Visite Atelier chez Sinzo Aanza

Appropriation et désapprentissage

Laboratoire Kontempo s’achève « En filigrane » avec Lele (habit ou vêtement), une photographie de Sephora Mianda. L’artiste pose dans une robe sur fond blanc, les motifs sont en écriture négro-africaine Mandombe, du collage papier sur du tissu wax. Les paradigmes de l’africanité sont dès lors questionnés, d’autant que le fameux pagne, wax hollandais, tenu pour le symbole de l’Afrique, est importé d’Europe. Ainsi, Lele, au-delà de se poser en un exemple patent de l’effet d’appropriation, se veut aussi un appel à la valorisation des tissus locaux. Dans Zetu (Les Nôtres), ses deux vidéos expérimentales, Godelive Kasangati pousse à s’interroger sur les influences des langues importées sur le vécu quotidien : savoir ce qui maintient la prépondérance des langues étrangères sur les nôtres. Dans Abstraction, sa seconde vidéo dans Laboratoire Kontempo, Elisabeth Bakambamba aborde la question identitaire dans sa chorégraphie. Contextualisé, il évoquerait en filigrane la perception que l’on a de l’identité attribuée à la naissance : nom, prénom, les caractéristiques identitaires à l’instar du sexe, l’origine culturelle et sociale, quel regard l’autre y pose ? Dans les séquences de sa chorégraphie, Harmonie Eley renvoie à l’univers ludique de l’enfance typique kinoise où règnent insouciance, gaieté, bonne humeur et amusement. Une suggestion à se libérer du poids du passé, le faire à la façon des enfants, désapprendre pour s’ouvrir allègrement à de nouvelles connaissances.

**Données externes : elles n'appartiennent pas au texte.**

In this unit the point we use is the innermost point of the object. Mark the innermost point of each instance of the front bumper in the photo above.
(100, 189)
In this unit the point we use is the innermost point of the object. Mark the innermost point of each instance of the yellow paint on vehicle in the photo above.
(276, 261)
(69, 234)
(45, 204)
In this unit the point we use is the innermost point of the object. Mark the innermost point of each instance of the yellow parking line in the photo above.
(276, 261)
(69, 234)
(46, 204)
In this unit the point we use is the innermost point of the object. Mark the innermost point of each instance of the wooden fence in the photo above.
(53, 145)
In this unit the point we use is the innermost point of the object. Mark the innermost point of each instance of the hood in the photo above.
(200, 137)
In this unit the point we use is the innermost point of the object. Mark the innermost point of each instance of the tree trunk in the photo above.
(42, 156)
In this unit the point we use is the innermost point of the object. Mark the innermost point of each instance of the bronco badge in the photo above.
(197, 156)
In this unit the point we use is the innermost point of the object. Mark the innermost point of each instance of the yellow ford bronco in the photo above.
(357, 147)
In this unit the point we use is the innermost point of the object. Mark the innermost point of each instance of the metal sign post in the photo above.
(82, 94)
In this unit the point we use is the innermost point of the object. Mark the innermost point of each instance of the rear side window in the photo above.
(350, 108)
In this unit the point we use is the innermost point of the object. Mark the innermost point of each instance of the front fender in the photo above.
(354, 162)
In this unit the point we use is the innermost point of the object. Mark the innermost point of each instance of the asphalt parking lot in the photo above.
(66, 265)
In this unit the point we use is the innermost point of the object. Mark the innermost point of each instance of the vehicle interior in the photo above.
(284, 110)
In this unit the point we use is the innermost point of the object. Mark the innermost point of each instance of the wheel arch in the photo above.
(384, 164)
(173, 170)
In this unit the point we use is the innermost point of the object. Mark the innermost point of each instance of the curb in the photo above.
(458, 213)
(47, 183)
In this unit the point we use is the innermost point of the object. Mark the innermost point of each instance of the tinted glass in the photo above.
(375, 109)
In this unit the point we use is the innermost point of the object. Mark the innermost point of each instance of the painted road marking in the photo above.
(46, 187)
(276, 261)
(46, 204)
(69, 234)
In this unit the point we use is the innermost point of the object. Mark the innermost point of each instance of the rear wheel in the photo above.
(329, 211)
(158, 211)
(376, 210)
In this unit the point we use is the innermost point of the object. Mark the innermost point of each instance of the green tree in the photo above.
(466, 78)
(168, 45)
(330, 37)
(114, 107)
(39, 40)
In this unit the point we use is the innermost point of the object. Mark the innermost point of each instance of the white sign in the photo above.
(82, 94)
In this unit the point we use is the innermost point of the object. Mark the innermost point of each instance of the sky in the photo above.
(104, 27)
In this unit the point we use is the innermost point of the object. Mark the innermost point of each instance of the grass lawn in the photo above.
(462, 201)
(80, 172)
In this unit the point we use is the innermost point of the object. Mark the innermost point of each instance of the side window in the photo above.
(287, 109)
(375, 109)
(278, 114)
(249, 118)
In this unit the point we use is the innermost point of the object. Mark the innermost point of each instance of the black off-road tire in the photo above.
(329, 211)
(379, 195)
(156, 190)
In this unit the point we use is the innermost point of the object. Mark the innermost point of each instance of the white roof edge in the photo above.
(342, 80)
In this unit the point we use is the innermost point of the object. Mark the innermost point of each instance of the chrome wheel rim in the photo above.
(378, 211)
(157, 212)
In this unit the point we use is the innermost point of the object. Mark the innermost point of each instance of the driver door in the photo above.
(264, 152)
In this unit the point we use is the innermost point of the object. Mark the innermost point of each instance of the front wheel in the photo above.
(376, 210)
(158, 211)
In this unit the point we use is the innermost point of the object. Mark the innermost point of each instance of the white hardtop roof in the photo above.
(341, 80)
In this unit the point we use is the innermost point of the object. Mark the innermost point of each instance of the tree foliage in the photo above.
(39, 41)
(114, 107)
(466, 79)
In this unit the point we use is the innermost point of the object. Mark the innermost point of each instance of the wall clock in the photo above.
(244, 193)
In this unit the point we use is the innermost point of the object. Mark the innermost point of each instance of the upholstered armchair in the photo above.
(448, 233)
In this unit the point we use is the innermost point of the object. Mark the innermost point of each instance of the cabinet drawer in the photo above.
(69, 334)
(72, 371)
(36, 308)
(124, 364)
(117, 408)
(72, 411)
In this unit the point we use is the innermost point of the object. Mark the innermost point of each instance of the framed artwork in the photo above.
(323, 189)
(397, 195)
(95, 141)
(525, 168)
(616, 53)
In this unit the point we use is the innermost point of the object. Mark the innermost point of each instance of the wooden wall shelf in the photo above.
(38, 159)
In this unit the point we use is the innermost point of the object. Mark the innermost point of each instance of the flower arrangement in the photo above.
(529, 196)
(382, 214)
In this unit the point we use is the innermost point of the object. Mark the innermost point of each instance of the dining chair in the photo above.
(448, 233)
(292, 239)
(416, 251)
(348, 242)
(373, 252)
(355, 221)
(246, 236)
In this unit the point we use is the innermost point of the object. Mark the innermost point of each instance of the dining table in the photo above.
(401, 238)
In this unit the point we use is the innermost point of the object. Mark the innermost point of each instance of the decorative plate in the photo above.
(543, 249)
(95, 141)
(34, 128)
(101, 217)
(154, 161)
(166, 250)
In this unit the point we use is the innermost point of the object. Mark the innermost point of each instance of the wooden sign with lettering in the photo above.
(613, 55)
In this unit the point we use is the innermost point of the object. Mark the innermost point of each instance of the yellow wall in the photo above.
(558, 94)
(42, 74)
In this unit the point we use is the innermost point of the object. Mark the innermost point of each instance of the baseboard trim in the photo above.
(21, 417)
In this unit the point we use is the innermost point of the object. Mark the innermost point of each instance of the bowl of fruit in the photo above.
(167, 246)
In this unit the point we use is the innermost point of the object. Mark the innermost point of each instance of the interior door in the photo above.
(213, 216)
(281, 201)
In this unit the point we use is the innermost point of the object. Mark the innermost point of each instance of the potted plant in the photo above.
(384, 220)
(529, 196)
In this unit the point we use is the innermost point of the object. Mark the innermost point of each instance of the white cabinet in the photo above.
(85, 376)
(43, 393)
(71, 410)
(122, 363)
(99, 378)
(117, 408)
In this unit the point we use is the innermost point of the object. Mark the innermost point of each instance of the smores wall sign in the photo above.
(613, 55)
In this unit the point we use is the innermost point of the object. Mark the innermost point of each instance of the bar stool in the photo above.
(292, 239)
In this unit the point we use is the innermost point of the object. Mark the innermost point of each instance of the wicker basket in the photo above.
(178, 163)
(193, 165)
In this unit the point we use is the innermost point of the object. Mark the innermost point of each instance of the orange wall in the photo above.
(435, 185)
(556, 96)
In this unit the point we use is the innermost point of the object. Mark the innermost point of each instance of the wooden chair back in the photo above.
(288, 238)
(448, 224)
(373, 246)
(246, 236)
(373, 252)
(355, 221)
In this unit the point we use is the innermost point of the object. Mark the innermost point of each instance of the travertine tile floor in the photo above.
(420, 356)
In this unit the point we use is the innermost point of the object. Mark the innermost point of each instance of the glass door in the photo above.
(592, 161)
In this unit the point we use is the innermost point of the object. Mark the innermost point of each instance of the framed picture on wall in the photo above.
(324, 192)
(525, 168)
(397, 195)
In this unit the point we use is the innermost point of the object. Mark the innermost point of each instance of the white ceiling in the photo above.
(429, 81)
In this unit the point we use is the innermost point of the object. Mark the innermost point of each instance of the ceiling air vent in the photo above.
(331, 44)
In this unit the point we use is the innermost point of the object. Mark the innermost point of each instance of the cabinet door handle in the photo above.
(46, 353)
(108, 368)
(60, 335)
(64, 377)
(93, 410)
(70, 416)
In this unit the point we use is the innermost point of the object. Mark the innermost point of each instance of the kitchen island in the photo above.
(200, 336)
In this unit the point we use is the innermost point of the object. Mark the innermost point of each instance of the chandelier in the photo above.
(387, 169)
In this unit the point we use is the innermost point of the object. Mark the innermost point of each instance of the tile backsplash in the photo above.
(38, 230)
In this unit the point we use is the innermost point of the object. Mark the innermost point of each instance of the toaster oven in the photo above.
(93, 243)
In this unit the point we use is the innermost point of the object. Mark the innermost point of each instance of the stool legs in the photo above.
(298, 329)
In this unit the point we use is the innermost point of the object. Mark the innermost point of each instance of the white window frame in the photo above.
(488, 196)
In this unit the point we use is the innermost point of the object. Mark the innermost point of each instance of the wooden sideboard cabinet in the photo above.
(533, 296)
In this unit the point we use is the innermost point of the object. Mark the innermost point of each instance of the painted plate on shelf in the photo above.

Ingénieux, le Kinois, de façon quasi spontanée, a le chic pour trouver sa manière personnelle de rendre, question sans doute de mieux l’assimiler, tout concept nouveau. Au bout de cet exercice où il en a appréhendé la substance, l’essence, il la traduit dans une acception plus familière, la renomme. L’art contemporain n’y a pas échappé. « Kontempo » est le terme qui semble lui avoir donné un meilleur écho. Il sonne plus Kinois et paraît plus pratique à intégrer dans le langage commun. Par ailleurs, il appert que, de toutes les pratiques artistiques, l’art Kontempo est plus à même d’« émouvoir », attirer ou capter l’attention du Kinois lambda. Une performance par exemple, vole bien la vedette à une toile qu’importe la beauté du paysage ou portrait peint. C’est dira-t-on, l’art qui passe le mieux, ou peut-être devrais-je dire, est plus susceptible d’amener le public à interagir avec les artistes : questionner mais aussi se questionner. Laboratoire Kontempo a capitalisé cet atout en abordant la question des reliquats de la colonisation.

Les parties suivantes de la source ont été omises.